Manage episode 275195930 series 2469176
Dr. Amanda K. Gibson an Assistant Professor of Biology at the University of Virginia. Dr. Gibson joins the show to dissect the relationship between parasitism and evolution. In this episode you’ll learn:
- About the complex multi-organism environments parasites live in
- About the Pros and Cons of asexual reproduction in parasites
- About the evolutionary change back and forth between parasites and mutualists
Dr. Gibson’s lab focuses on the genetic change driven by parasitism on both the parasites and hosts. This evolutionary relationship is challenging to unravel given the complex biotic interactions a parasitic organism encounters. As an example, parasites in humans need to successfully compete with the both the thousands of human microbiome bacteria and viruses as well as the human immune system.
First, Dr. Gibson asked the question how do parasites reproduce, and then linked this idea to the evolution of parasites over time. If fit parasites or hosts were genetically well equipped to produce progeny why would they not reproduce asexually transferring that fitness to their progeny? Why would either engage in sexual reproduction which would change the genetic makeup of their offspring?
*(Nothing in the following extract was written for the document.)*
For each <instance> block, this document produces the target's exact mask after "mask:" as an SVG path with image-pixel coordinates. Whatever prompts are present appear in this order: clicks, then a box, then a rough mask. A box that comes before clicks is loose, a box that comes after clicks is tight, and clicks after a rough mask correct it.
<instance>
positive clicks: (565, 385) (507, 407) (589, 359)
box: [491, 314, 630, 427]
Explaining this paradox Dr. Gibson highlights the fact that greater genetic diversity in parasites yields a higher likelihood that some of the parasites are able to infect the hosts available, whereas for the host genetic diversity means a higher chance of being resistant to new versions of parasites. Parasites reproduction may be affected in the opposite way as well, with monoculture crops perhaps encouraging asexual reproduction among parasites.
Supporting this idea Dr. Gibson points out that more monoculture crop fields tend to be destroyed by parasites than fields with multiple genotypes. This effect could be seen with as little as two different genetic backgrounds. Finally, Dr. Gibson extends her research to humans explaining a tantalizing yet poorly studied theory that humans might be drawn to mate with people who have different major histocompatibility complexes than themselves in order to give their children a broader defense against potential parasites.